PALEMBANG, | AnalisasiberNews.com – Keluarga almarhum Amshori, warga Desa Sukananti, Kecamatan Rambang Kuang, Kabupaten Ogan Ilir, melaporkan dugaan malpraktik medis yang diduga terjadi saat almarhum menjalani perawatan di RSUD Bari Palembang. Laporan tersebut telah disampaikan kepada Polda Sumatera Selatan sebagai bentuk permohonan agar dilakukan penyelidikan secara objektif dan sesuai ketentuan hukum yang berlaku.

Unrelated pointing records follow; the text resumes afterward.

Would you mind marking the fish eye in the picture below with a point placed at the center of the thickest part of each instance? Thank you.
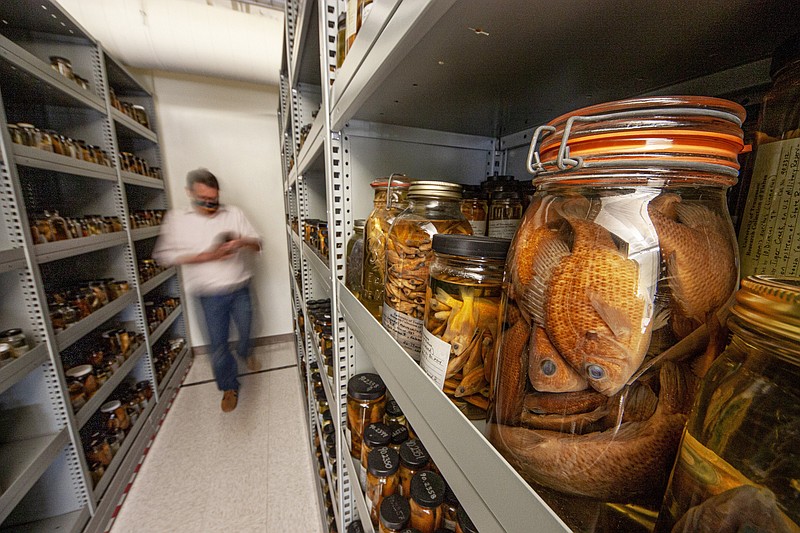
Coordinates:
(548, 367)
(596, 372)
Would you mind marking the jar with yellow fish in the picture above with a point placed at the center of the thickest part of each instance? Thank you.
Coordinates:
(617, 286)
(433, 207)
(739, 462)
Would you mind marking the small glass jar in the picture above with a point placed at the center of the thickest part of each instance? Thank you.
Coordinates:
(413, 458)
(376, 435)
(433, 208)
(382, 465)
(395, 513)
(388, 201)
(460, 324)
(354, 272)
(427, 496)
(366, 401)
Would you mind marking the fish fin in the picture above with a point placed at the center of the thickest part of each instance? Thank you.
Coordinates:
(616, 319)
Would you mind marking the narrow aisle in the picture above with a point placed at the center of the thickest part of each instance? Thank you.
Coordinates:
(248, 470)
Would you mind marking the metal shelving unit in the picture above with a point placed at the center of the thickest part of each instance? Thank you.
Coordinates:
(45, 483)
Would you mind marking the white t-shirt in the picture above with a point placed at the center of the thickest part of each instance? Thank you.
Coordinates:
(190, 233)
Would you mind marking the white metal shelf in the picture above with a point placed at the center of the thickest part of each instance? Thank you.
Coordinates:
(486, 485)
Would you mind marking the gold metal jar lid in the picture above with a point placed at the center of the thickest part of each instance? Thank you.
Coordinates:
(438, 189)
(770, 304)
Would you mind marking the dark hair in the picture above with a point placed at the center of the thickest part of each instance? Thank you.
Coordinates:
(202, 175)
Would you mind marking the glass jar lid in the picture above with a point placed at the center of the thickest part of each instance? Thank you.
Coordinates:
(377, 434)
(770, 304)
(691, 132)
(366, 387)
(395, 512)
(383, 461)
(436, 189)
(471, 246)
(427, 489)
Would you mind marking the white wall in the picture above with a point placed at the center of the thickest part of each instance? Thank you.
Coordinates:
(231, 128)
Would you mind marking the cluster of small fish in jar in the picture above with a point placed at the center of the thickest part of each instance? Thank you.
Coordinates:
(602, 349)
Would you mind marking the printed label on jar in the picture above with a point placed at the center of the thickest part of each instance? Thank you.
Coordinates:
(769, 242)
(434, 356)
(503, 229)
(406, 330)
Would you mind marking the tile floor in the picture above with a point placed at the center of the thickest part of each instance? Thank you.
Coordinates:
(246, 471)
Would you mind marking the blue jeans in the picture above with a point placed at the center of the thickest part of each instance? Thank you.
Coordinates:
(219, 310)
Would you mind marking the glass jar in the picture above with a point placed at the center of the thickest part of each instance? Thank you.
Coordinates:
(738, 461)
(427, 496)
(366, 400)
(505, 214)
(382, 465)
(394, 514)
(354, 272)
(765, 244)
(413, 458)
(375, 435)
(475, 208)
(433, 208)
(461, 314)
(388, 202)
(625, 258)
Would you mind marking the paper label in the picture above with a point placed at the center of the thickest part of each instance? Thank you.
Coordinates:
(769, 241)
(406, 330)
(434, 356)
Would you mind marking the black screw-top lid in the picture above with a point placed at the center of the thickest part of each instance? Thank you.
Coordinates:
(413, 454)
(471, 246)
(427, 489)
(395, 512)
(383, 461)
(377, 434)
(366, 387)
(393, 409)
(399, 433)
(464, 521)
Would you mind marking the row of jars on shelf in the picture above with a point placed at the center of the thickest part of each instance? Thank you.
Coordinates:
(51, 227)
(51, 141)
(101, 359)
(134, 111)
(118, 417)
(71, 304)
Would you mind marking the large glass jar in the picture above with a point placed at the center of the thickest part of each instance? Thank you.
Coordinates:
(433, 207)
(625, 259)
(388, 202)
(461, 312)
(739, 462)
(768, 236)
(354, 274)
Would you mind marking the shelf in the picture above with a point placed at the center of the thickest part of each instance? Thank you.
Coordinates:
(132, 128)
(12, 372)
(149, 232)
(24, 461)
(29, 156)
(99, 398)
(66, 523)
(96, 319)
(164, 326)
(12, 259)
(486, 485)
(157, 280)
(120, 456)
(321, 268)
(53, 251)
(25, 74)
(143, 181)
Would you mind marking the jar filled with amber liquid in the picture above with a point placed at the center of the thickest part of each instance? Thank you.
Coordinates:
(738, 464)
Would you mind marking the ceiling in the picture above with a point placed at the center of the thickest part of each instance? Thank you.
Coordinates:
(229, 39)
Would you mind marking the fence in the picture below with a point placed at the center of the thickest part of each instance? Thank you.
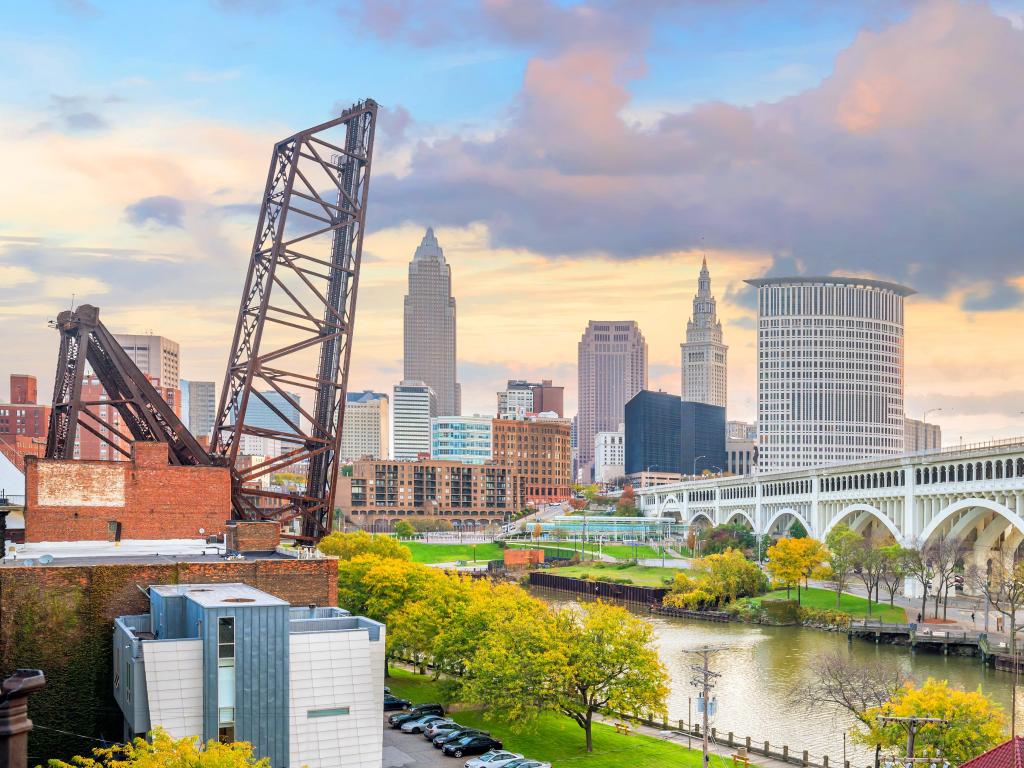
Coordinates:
(626, 592)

Berdasarkan keterangan yang disampaikan pihak keluarga, almarhum sebelumnya menjalani pemeriksaan di Rumah Sakit Bunda Prabumulih dan didiagnosis mengalami batu empedu. Selanjutnya, pasien dirujuk ke RSUD Bari Palembang untuk mendapatkan penanganan medis lanjutan.
Pihak keluarga menuturkan bahwa setelah menjalani tindakan operasi, kondisi almarhum justru tidak kembali sadar. Pasien disebut terus berada dalam kondisi kritis hingga akhirnya dinyatakan meninggal dunia.
“Yang menjadi pertanyaan keluarga, pasien datang ke rumah sakit dalam kondisi masih bisa beraktivitas. Namun setelah menjalani operasi, pasien tidak pernah sadar hingga akhirnya meninggal dunia. Dari situlah muncul dugaan serta pertanyaan dari keluarga mengenai proses penanganan medis yang dilakukan,” ujar salah seorang perwakilan keluarga.
Sementara itu, istri almarhum, Posriyani, berharap pihak rumah sakit dapat memberikan penjelasan secara terbuka dan rinci mengenai kondisi medis yang dialami suaminya, termasuk terkait informasi yang diterima keluarga mengenai adanya dugaan pendarahan saat tindakan medis berlangsung.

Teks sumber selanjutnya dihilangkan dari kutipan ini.